The land that was the subject of the case, Grand Manor Condominium Association & others v. City of Lowell, had been acquired by the City of Lowell in 1906. During the 1940s and 1950s, the City used the property as a landfill. The landfill was eventually covered and sat vacant until 1983, when the City conveyed the subject property to a real estate developer. The developer constructed the Grand Manor Condominium on the property and recorded the master deed for the condominium in 1985.

In 2008, site-work related excavation at the property on behalf of the Grand Manor Condominium Association identified contamination, which was consistent with the former use of the property as a landfill. In 2009, further investigations were performed by the Licensed Site Professional (the “LSP”) for the Condominium Association, as a result of which the property was reported to the Massachusetts Department of Environmental Protection (the “DEP”). The LSP for the Condominium Association concluded at that time that the nature and extent of the contamination was “not yet known.” Later in 2009, the Condominium Association sent a letter to the City regarding the identified contamination. The City subsequently filed several MCP reports with the DEP, including a combined Phase II/Phase III Report, which was submitted to the DEP in June 2012. The City’s Phase III Report indicated that it was not feasible to remove all of the landfill-related contamination from the site and so, instead, concluded that the most appropriate remedy was to install a cap over the former landfill materials. The plaintiffs then filed suit in October 2012, bringing both response costs and property damage claims.

Interestingly, no mention is made of any pre-purchase due diligence performed on behalf of either the condominium developer or the purchasers of the individual condominium units, which could have identified the former landfill use at the subject property. It is not clear how rigorous environmental due diligence efforts were in connection with these transactions in the 1980s.
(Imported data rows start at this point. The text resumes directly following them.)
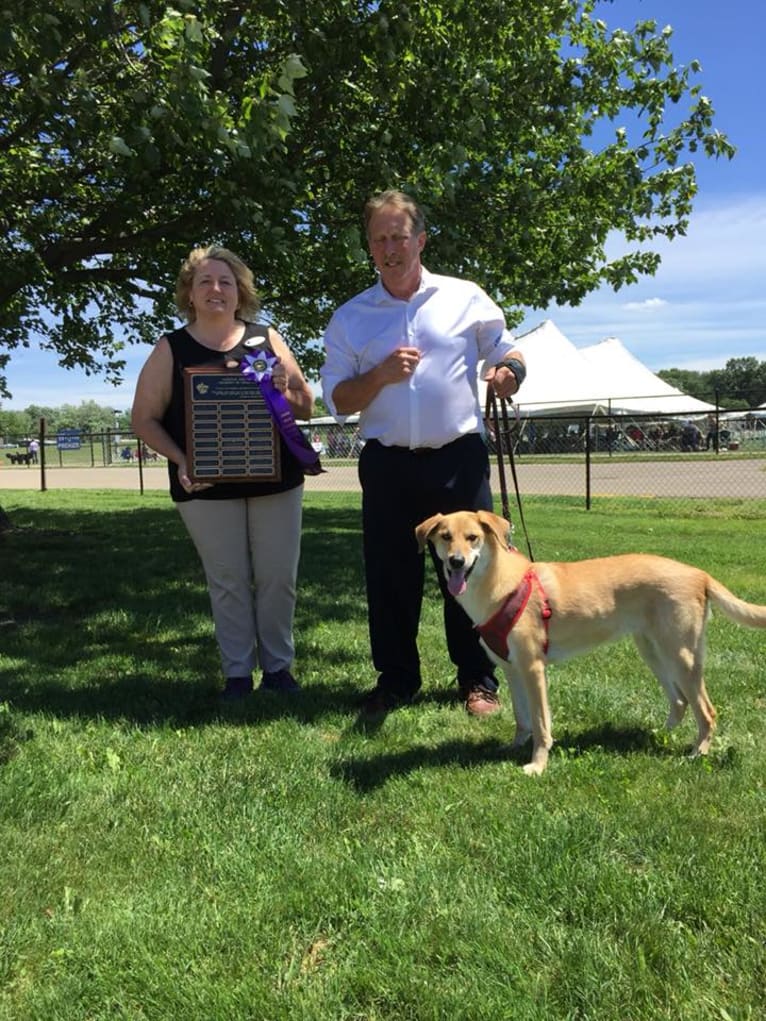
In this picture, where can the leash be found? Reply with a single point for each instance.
(505, 447)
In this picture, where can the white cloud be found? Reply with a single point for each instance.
(648, 304)
(706, 304)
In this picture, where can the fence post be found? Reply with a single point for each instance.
(42, 455)
(587, 464)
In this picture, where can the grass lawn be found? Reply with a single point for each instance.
(163, 859)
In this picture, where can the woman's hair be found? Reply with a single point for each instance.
(248, 299)
(400, 201)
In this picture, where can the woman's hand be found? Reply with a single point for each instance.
(186, 482)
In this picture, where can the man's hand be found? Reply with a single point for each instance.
(504, 380)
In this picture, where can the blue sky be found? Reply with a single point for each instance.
(706, 304)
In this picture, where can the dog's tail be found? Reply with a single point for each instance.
(750, 615)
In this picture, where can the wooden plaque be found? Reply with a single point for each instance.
(230, 433)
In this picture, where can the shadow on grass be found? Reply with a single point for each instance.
(371, 772)
(105, 614)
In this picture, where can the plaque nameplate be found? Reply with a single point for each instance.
(230, 433)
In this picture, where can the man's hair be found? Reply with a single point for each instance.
(248, 298)
(400, 201)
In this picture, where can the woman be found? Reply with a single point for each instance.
(247, 533)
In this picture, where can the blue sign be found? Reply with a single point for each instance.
(67, 439)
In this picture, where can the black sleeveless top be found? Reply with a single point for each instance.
(188, 353)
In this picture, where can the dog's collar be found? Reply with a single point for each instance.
(494, 632)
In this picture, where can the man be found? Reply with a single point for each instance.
(405, 353)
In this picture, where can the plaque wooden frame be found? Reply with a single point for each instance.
(230, 433)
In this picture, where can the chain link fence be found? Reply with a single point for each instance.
(591, 456)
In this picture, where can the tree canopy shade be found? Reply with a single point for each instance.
(132, 131)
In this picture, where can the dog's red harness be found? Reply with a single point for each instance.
(498, 627)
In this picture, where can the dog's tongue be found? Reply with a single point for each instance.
(457, 582)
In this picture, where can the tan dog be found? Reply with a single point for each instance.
(530, 614)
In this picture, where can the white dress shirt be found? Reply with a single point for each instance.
(455, 326)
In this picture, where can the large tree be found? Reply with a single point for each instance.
(131, 131)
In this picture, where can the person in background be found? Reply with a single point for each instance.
(405, 353)
(247, 534)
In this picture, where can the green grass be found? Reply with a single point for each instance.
(161, 859)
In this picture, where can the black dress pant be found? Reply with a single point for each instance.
(401, 488)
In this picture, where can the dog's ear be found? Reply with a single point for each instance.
(494, 525)
(424, 530)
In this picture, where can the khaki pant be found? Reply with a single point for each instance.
(249, 550)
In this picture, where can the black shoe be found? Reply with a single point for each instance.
(236, 688)
(281, 681)
(379, 701)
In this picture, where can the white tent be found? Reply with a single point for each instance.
(558, 378)
(636, 388)
(603, 378)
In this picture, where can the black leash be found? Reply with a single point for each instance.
(505, 447)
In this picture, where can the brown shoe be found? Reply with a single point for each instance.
(479, 701)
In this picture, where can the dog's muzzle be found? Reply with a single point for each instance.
(457, 574)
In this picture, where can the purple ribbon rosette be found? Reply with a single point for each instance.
(258, 367)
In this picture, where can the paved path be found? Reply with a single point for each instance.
(744, 479)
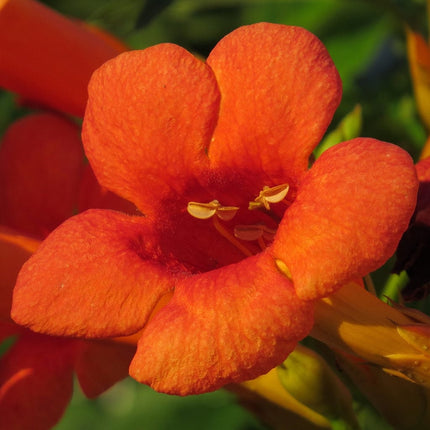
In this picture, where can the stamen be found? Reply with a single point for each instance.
(269, 195)
(253, 232)
(208, 210)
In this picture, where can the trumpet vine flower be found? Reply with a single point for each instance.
(237, 236)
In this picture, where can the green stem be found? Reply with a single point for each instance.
(393, 286)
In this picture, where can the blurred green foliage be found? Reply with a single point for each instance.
(367, 42)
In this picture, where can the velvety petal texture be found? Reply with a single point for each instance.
(279, 90)
(47, 58)
(348, 217)
(14, 251)
(101, 364)
(222, 326)
(169, 101)
(36, 382)
(97, 280)
(41, 163)
(167, 132)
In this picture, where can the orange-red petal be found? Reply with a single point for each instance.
(148, 123)
(349, 215)
(47, 58)
(222, 326)
(93, 196)
(279, 91)
(36, 382)
(41, 162)
(97, 275)
(101, 364)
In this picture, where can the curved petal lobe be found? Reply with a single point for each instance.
(93, 277)
(279, 91)
(149, 119)
(101, 364)
(15, 250)
(41, 162)
(349, 215)
(223, 326)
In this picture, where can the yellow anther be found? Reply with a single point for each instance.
(208, 210)
(270, 195)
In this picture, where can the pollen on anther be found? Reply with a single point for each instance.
(270, 195)
(208, 210)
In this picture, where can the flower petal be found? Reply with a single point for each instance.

The Court’s decision, particularly to the extent that it is seen as extending the time period within which a Chapter 21E property damage claim could be brought, reflected an effort by the Court to satisfy one of the stated goals of Chapter 21E, namely “to ensure that costs and damages are borne by the appropriate responsible parties.” In addition, the Court noted that a cleanup in compliance with Chapter 21E and the MCP might not remove all of the identified contamination, particularly when doing so would be cost prohibitive. The Court reasoned that the plaintiff would not know whether contamination would remain until the relevant cleanup had been completed, (i.e., the plaintiff would not know whether the property damage it had suffered due to the residual contamination was permanent).

Note that Chapter 21E also provides a slightly different statute of limitations for the recovery of response costs, as opposed to property damages. In that case, the suit must be filed within three years of, among other things, the date when the plaintiff has finished cleaning up the property and incurred all of its response costs.

While the Court’s decision may have added some flexibility regarding the deadline by when a property damage claim must be brought under Chapter 21E, bringing those claims comfortably in advance of the deadline still is the much preferred path to follow.